Zara n’avait pas imaginé que l’on pourrait payer pour ses prédictions. Elle n’y pensait pas du tout.

— Oui, je suis gitane. Que voulez-vous savoir ?

— Aurai-je des enfants ? Le médecin a dit que j’étais stérile, mais j’espère.

— Oui, bien sûr ! — Zara sourit joyeusement. — Mais vous aurez un mal de tête pendant un voyage en train, et aucun médicament ne vous aidera. Vous devriez demander quelque chose de fort à la gare.

— Merci ! Voici, — dit la fille en lui donnant une bague, apparemment en or. — Je n’ai pas d’argent, mais je ne porte pas cette bague.

La bague semblait précieuse. Zara ne pensait pas qu’elle gagnerait plusieurs milliers pour une seule prédiction.

Cinq minutes plus tard, une autre femme s’approcha d’elle :

— S’il vous plaît, lisez mon avenir, j’ai de l’argent, — dit une jeune femme en souriant.

— Bien sûr.

 

— Mon mari est-il fidèle ?

Mais devant Zara, toutes les informations se fermèrent. Elle ne voyait qu’une tache noire près de la tête de la jeune femme.

— Je ne peux pas le dire, mais vous êtes-vous frappée la tête récemment ?

— Oui, pourquoi ?

— Faites attention, allez consulter, au cas où.

— Merci, — dit la femme en tendant une grosse coupure à Zara.

Zara n’avait plus besoin de retourner chez elle, car après deux prédictions, elle avait gagné une belle somme. Elle pouvait désormais gagner sa vie toute seule. En ville, tout le monde considérait son don comme une bénédiction, contrairement à son village natal où les gens la fuyaient.

Pendant qu’elle pratiquait la divination, elle réussissait à changer les vies des gens. Un jour, elle empêcha un homme de faire un AVC, appelant les médecins directement à la gare. Elle avait vu qu’il avait des enfants, et il était un père célibataire. Zara pensa que c’était un acte de bonté.

 

Bien sûr, elle se sentait triste pour les gens qui avaient des vies si dures. Et son don lui était parfois difficile à porter. Mais si elle avait ce pouvoir, c’était qu’elle pouvait aussi supporter cette épreuve.

Un matin, alors que les oiseaux se réveillaient, Zara se tourna dans son lit.
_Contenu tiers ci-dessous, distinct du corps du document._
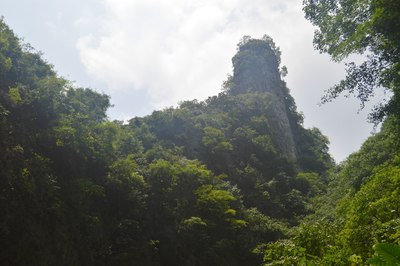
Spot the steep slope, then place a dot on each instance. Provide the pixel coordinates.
(202, 184)
(251, 132)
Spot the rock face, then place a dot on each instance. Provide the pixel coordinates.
(256, 70)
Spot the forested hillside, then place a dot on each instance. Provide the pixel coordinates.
(232, 180)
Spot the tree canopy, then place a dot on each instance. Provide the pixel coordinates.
(369, 27)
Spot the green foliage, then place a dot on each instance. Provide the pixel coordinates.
(201, 184)
(367, 26)
(385, 254)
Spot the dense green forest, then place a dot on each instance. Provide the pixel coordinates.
(232, 180)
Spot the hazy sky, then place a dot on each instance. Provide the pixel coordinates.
(151, 54)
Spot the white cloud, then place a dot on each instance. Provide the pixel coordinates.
(164, 51)
(175, 50)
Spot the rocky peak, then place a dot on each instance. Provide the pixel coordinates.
(255, 70)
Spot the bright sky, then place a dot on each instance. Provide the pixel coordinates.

Elle n’avait pas dormi de la nuit. Elle voulait encore dormir, mais elle ne pouvait pas. Une force mystérieuse la poussa hors du lit. Ses jambes ne l’écoutaient plus, elles l’emmenaient directement dehors, même si elle n’en avait pas envie. Le temps était mauvais.

-2 Zara se vêtit d’une longue robe rouge, comme une vraie gitane, et attacha un foulard à sa tête. Elle ne comprenait pas pourquoi elle faisait ça. Mais quelque chose la poussait à prévenir un danger et à sauver des vies.

Il pleuvait légèrement, mais Zara ne prit même pas de parapluie. Elle se dirigeait sans comprendre pourquoi, comme sous un sort.